The last piece of functionality is invoked when the user moves her mouse over an external link. The event handler in the search page calls SB_SetPreviewFrame(), and this either sets the location of the frame to the external link, if it hasn’t been loaded by the status checking yet, or if the contents have been stored, writes them into the frame.

This step is the one most vulnerable to abuse, since I’m writing external HTML into a frame with my domain’s privileges. To protect against malice, t’he SB_RemoveScripts() goes through the contents before they’re added, and removes any scripts, using a regex based blacklist.

Script blocking updated

Stop
I’ve checked in some changes to the SearchMash JavaScript, intended to entirely remove any script content from displayed pages. Previously I was just removing &lt script&gt tags, now I look for javascript: urls, eval calls and events (onload, etc). I’ve also added some ‘canonicalization’ (there should be a better word for that) steps to try and avoid some of the common workarounds for regex blocking, like inserting newlines or spaces.

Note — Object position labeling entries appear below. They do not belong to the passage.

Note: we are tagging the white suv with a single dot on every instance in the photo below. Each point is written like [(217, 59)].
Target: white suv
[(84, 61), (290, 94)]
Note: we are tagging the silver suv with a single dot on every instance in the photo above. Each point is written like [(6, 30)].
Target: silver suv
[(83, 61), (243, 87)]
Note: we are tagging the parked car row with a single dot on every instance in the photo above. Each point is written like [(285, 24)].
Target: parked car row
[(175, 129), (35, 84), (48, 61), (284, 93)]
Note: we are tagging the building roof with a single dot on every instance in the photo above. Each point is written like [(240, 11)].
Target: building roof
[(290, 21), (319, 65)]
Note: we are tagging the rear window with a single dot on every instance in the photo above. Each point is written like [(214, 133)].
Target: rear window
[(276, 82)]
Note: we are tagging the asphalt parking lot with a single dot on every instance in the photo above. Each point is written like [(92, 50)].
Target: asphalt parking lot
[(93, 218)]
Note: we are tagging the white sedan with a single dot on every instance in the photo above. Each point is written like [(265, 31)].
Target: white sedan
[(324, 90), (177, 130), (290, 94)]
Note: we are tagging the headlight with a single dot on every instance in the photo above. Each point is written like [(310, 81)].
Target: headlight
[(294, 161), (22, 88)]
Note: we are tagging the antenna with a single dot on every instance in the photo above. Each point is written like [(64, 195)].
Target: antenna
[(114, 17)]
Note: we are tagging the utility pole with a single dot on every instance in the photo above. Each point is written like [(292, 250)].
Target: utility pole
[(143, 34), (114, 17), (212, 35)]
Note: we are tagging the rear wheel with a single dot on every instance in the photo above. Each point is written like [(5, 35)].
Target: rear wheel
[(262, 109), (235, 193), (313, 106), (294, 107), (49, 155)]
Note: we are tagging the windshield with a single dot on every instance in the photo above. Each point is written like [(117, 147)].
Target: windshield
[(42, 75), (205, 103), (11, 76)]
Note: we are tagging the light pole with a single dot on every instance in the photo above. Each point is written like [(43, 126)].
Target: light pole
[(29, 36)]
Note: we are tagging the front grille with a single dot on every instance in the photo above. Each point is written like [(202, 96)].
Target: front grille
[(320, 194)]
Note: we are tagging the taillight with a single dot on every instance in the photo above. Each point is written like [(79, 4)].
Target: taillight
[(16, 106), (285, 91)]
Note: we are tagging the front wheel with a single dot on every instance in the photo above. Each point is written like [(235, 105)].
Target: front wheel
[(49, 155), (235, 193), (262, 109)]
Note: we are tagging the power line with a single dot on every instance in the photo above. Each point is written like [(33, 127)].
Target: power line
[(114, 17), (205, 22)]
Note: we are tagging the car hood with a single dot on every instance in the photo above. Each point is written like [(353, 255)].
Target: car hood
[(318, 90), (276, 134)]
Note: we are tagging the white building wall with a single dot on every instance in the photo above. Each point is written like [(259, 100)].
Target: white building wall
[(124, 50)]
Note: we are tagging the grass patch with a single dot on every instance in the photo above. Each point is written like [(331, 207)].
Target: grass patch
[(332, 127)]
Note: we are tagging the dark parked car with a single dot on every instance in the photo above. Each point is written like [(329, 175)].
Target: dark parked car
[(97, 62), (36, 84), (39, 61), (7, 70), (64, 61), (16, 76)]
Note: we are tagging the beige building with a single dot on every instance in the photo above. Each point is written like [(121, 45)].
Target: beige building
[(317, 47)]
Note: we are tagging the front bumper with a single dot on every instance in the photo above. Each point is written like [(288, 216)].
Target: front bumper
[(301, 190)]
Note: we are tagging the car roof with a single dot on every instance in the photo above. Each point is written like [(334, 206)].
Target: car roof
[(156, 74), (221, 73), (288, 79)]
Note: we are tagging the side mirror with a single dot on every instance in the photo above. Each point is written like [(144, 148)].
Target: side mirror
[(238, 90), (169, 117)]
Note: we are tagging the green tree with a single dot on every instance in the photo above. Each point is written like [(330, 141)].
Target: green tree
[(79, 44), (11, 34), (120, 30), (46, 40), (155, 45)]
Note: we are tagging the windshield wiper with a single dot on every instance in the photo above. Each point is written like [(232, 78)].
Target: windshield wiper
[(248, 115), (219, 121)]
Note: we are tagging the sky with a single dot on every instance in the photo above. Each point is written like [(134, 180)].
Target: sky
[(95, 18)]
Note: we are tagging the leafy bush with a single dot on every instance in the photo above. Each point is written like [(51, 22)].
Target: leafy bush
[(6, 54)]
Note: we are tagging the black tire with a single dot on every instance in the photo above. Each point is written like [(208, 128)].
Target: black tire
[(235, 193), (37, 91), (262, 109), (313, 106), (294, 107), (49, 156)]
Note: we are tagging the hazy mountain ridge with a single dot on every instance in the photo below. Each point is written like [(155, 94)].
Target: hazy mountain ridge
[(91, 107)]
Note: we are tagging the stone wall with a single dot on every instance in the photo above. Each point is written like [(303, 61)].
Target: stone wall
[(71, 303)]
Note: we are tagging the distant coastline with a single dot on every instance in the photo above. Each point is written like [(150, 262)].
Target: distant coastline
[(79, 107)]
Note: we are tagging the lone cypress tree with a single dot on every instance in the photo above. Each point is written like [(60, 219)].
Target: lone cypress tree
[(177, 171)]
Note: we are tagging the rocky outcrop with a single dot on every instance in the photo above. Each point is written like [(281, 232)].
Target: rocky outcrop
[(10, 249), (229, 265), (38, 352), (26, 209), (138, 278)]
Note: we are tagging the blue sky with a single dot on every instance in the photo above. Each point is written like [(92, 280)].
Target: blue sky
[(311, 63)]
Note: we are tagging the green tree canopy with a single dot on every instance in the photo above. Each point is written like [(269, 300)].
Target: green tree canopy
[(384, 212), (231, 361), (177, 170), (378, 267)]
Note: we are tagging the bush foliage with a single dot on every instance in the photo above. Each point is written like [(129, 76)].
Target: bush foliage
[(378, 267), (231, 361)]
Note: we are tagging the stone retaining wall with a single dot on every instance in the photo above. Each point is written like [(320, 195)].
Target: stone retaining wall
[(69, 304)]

I also changed over the way I work out if a link in a results page is a search link (and so should open in the left frame). This change should restrict the pages that get opened as search results to those on the google domain, previously it would have been possible for someone to set up a http://www.notgoogle.com domain and I’d open it there.

For both of these changes, I switched over to using regular expressions, since that’s a lot easier to understand than my previous logic.

I feel a bit better about the security of running external html in my domain now, I might try and get back to some feature work after this.

Now, I think I need to spend my remaining weekend with a margarita and a hot tub, and prepare for my real job tomorrow.